8. Springs Brooks Stadium, Coastal Carolina
Springs Brooks Stadium, which opened in 2015, highlights the atmosphere of nearby Myrtle Beach, with a concourse that evokes the boardwalk and deck chairs lining the berms.
9. Eddy D. Field Stadium, Pepperdine
An unparalleled setting on the Pacific Ocean highlights Field Stadium and makes it one of the most picturesque venues in the country.
10. Founders Park, South Carolina
Founders Park has minor league amenities combined with a boisterous atmosphere that make it one of the best places to watch a game.

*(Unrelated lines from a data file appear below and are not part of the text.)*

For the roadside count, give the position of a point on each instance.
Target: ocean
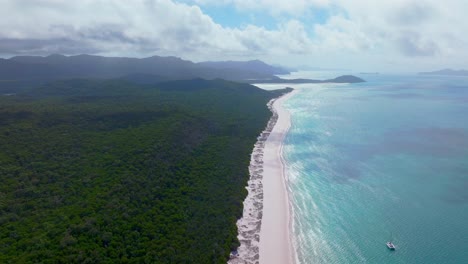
(378, 161)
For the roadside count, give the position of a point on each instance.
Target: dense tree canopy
(109, 171)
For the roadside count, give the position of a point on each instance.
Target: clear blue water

Top Five Historic College Parks
1. Swayze Field, Mississippi
Originally built in 1988, Swayze stands out for its charm and rowdy atmosphere, fueled by the student section in right field and its famous beer showers after home runs.

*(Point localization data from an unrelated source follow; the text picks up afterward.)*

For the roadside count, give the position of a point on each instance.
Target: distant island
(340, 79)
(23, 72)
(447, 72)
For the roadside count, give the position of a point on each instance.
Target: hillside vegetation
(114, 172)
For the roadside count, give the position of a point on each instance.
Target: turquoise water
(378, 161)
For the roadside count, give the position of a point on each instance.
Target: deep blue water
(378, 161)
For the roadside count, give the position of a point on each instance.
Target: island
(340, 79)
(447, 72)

2. Disch-Falk Field, Texas
The Longhorns’ home since 1975, Disch-Falk Field has undergone several renovations but retains its original charm and is now filled with history and championships.

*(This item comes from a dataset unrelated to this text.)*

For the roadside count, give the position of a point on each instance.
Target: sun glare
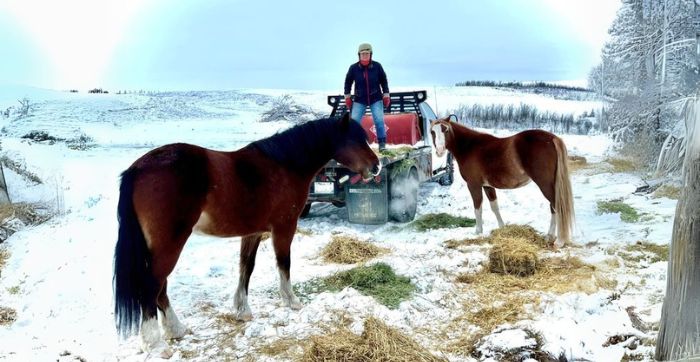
(77, 37)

3. Sunken Diamond, Stanford
Built in 1931 on an area originally excavated during the construction of Stanford’s football stadium, Sunken Diamond provides a unique setting for a game.
4. Yale Field, Yale
The Bulldogs have been playing baseball on this site since the turn of the 20th Century when it was more of a field than a stadium. Yale Field opened in 1928, features a beautiful arch-lined concourse and Babe Ruth, Lou Gehrig and Ted Williams have all played there.
5. Blair Field, Long Beach State
Opened in 1958, Blair has become intertwined with amateur baseball in Southern California. In addition to being the home of Long Beach, it also hosts the annual Area Code Games and countless future big leaguers have played on the field.